Ее мысли вернулись к тому, что не давало ей покоя, к насильственной смерти неделей раньше.
— Мистер Кантон…
— Марш Кантон, — уточнил Лобо.
— Вам не надо будет драться с ним, если я останусь?
При этом мучившем ее вопросе ее рука слегка задрожала. Его глаза все еще блестели.
— Туча людей ждет этого.
— Я не хочу, чтобы вы остались, если…
— Я думаю, леди, что теперь Марш Кантон и я, скорее всего, на одной стороне.
— Я никогда не видела никого… такого быстрого, — прошептала она. Он потер шею.
— Да, он неплох. Вы не хотите спросить, может, я тоже неплох?
Ей не хотелось думать о нем в этом смысле. Она предпочитала представлять его выводящим бедного Юпитера из сарая.

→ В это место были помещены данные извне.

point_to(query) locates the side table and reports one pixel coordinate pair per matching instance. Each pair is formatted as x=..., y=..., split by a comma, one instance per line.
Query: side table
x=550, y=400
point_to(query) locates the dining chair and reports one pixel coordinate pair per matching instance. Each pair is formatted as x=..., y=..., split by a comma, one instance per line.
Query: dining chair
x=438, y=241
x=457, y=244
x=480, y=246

— Нет, — тихо ответила она.
— Видите ли, это моя специальность, — почти рассерженно настаивал он. — Я не герой, как вы хотели бы считать. Я убийца совсем как Кантон. Хотите знать, сколько человек я убил?
Ее взгляд был прикован к его глазам, к бурлившим в них опасным водоворотам. Она уловила открытое самоуничижение в его голосе, но ей было безразлично, что он говорил — она только чувствовала, как ей хотелось дотронуться… и прижаться… и…

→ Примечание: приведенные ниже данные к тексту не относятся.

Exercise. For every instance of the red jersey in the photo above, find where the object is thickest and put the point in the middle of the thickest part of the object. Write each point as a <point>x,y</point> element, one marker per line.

— Когда я убил первый раз, мне было двенадцать, — продолжал он тем же тоном. — Двенадцать. Чэду примерно столько же, я думаю. Я увидел, что у меня это здорово получается.
Его полные мучительных воспоминаний и даже ярости глаза горели, глядя на нее. И она чувствовала, что ее нужда в нем растет, что сердце ее колотится неодолимым желанием показать ненужность его самоуничижения.

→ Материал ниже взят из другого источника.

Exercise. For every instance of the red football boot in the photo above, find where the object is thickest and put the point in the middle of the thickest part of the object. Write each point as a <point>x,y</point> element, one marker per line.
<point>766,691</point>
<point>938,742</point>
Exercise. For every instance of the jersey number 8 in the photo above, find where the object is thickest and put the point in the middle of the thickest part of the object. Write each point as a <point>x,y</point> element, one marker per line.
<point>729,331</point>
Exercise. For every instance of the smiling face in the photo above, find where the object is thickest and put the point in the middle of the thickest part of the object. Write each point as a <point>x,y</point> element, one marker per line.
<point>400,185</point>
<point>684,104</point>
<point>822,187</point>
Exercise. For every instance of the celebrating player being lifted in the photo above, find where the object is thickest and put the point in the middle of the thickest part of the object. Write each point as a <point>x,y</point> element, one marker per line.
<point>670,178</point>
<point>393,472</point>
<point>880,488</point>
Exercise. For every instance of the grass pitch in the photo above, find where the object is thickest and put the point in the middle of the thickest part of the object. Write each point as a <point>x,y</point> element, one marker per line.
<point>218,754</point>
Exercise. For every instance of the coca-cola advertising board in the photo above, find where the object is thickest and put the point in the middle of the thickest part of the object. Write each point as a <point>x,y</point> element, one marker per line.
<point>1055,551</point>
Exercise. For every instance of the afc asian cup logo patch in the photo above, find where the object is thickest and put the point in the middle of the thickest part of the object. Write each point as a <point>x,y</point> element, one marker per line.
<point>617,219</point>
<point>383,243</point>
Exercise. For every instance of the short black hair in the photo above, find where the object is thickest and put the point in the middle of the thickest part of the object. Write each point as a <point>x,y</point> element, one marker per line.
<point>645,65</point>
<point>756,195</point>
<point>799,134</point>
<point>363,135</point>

Но она не могла шевельнуться, и у нее не было таких слов, которые не вызовут злобу или боль, или не прозвучат глупыми и наивными. Она чувствовала, что он ждет именно этого, чтобы иметь предлог уехать. Притяжение между ними было сильнее прежнего, и Лобо хотел, чтобы она сказала или сделала что-то, способное его уничтожить, но она так же решительно не собиралась этого делать. Между ними простиралось молчание — но и что-то еще, настолько сильное, что ни один не мог отступить.
Предложи она заботу или сочувствие, Лобо вырвался бы из-под ее влияния, но она не предлагала ни того, ни другого. Вместо этого она согревала его неведомым светом понимания, безусловного согласия. Он наслаждался этим светом, ощущая свою цельность впервые за все время, что он мог вспомнить. И он внезапно понял, что всегда искал именно это, не свободу, а что-то до того неуловимое, что ему не удавалось даже дать этому название.
Слишком поздно. Внутри его все извивалось и корчилось страданием, когда он осознал этот неоспоримый факт. Он слишком сросся с неприятностями. Та репутация, которую он так тщательно лелеял, теперь оказалась петлей на его шее. Чем старше он становился, тем туже затягивалась веревка. С этим он мог жить, но не мог жить с пониманием того, что это также была петля на шее любого, имевшего неосторожность привязаться к нему.